The longer the ground offensive continues, the greater the casualties to Israeli forces as also increased collateral damage, apart from not achieving its aim of destruction of Hamas. Anger within the Arab community would enhance pressure in the UN. Allies of Israel today would be neutral tomorrow. Other terrorist groups including Hezbollah would join in. Houthi rebels from Yemen would increase missile launches while those from Syria may join the battle.
Israel’s major ally, the US, has a number of bases in the region including in Syria and Iraq. These have already come under attack from terrorist groups since the US began supporting Israel, injuring over 25 US troops. These attacks will increase for which the US needs to be prepared. It is inducting additional anti-missile systems into the region.

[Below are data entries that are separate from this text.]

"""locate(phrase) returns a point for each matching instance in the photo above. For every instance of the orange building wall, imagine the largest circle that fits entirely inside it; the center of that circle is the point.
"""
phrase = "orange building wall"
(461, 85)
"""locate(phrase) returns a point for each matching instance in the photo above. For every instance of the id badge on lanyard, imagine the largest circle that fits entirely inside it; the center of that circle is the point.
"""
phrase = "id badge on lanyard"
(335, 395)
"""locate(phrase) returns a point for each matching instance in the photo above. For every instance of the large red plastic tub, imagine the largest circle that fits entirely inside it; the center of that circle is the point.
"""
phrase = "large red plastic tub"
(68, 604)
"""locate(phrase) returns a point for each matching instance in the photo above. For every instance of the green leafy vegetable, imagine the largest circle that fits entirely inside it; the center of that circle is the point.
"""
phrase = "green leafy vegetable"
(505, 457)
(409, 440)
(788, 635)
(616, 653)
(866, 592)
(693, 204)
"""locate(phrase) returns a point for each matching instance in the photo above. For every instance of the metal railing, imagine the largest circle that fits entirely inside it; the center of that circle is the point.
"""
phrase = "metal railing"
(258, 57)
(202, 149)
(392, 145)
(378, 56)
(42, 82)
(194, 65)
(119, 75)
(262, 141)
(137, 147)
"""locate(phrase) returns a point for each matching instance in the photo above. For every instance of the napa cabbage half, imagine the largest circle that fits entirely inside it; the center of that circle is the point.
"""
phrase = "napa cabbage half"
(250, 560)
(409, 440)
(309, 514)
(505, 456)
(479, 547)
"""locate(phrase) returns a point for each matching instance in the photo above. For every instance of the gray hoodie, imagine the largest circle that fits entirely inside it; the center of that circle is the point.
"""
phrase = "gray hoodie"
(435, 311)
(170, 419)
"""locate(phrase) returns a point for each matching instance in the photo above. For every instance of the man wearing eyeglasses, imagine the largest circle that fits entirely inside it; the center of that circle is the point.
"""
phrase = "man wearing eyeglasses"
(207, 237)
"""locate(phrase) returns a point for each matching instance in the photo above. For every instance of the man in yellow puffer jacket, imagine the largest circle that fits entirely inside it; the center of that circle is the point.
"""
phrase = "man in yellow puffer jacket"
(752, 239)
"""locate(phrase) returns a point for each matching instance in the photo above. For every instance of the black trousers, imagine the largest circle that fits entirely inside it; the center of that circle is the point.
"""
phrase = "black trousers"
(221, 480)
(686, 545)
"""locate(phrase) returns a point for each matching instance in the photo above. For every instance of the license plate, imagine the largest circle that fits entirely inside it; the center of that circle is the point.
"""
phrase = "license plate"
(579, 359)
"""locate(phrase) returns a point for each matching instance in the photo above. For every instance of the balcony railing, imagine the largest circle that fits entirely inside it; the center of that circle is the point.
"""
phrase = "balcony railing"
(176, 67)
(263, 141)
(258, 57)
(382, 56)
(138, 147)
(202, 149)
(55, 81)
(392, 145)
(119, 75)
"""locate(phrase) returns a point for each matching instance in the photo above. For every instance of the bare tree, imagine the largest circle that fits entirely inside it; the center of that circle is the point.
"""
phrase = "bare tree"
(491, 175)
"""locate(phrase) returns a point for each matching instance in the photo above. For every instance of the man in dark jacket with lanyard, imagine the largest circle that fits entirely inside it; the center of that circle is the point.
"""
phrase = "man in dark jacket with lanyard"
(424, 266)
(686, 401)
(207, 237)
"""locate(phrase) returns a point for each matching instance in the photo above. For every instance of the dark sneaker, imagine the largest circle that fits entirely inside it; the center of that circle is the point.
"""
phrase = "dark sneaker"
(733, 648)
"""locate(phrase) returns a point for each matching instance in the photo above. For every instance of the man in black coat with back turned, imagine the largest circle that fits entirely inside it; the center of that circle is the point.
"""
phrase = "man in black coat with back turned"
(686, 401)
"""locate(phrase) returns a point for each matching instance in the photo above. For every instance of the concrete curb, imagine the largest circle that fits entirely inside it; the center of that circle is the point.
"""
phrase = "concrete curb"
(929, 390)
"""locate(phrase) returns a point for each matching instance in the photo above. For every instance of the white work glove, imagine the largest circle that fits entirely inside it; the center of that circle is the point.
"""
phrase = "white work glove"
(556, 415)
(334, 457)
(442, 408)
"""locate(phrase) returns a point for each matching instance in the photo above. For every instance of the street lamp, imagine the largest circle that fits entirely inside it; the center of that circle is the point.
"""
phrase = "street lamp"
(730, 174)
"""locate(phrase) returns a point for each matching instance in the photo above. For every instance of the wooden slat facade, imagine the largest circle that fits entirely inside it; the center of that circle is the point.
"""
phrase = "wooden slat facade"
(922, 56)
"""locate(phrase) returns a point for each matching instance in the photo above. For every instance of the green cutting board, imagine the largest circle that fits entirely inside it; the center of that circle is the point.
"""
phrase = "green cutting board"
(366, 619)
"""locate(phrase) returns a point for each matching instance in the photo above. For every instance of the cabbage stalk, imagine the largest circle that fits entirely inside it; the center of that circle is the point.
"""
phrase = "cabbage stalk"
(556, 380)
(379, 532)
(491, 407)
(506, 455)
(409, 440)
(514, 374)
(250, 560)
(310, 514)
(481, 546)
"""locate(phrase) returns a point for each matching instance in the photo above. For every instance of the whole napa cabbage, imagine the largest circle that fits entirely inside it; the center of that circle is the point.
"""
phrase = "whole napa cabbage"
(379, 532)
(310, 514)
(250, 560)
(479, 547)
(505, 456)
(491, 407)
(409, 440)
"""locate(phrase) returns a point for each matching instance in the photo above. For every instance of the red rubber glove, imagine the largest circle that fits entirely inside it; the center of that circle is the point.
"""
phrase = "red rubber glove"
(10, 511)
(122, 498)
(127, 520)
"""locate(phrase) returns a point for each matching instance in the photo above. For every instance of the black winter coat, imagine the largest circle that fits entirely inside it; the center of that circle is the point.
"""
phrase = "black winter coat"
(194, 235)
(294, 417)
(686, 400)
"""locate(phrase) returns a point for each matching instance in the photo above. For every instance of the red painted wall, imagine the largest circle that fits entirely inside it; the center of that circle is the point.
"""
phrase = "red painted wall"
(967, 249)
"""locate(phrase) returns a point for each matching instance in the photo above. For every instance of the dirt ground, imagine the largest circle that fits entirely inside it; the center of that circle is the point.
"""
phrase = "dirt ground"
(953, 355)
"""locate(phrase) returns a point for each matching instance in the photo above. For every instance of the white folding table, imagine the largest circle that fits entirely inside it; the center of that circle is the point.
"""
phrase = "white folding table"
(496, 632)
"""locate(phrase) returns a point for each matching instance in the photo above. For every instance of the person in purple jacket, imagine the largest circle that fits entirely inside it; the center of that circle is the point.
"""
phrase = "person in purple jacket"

Finally, has Israel determined its end state, which is essential prior to launch of operations. Will its operations be confined to just north Gaza or complete Gaza? Will it intend to administer the region it occupies or vacate? If it vacates, who would take responsibility for administration, the Palestinian Authority, UN or an organization created by Israel? Will the Hamas leadership be destroyed by an offensive or will it re-emerge in a few years even stronger as has been happening? Unless these are considered, rushing into an offensive is not the answer.
The next issue is whether Israel has the ability to handle multiple fronts in case the offensive bogs down. Hezbollah will definitely activate the northern border. While nations may not join the war, terrorist groups from different parts of the region would wade in. Can Israel contain them? The entry of the US into the war would drag in other nations, hence it may not participate but provide support. Will that be sufficient. These are issues which would be under consideration at different levels in Israel.
Israel is aware that it cannot fail or be bogged down. Excessive casualties are equally unacceptable. Its intelligence has to be spot on, troops prepared and contingencies rehearsed. Announcing a ground offensive and deploying troops for it, as a threat in being, is the easier part, launching it is more difficult. It is this dilemma which is causing a delay. Israel is hoping that talks for permitting aid in return for hostages would succeed. If that happens, it could launch operations with greater firepower to contain Hamas in a limited area of north Gaza and subsequently claim success.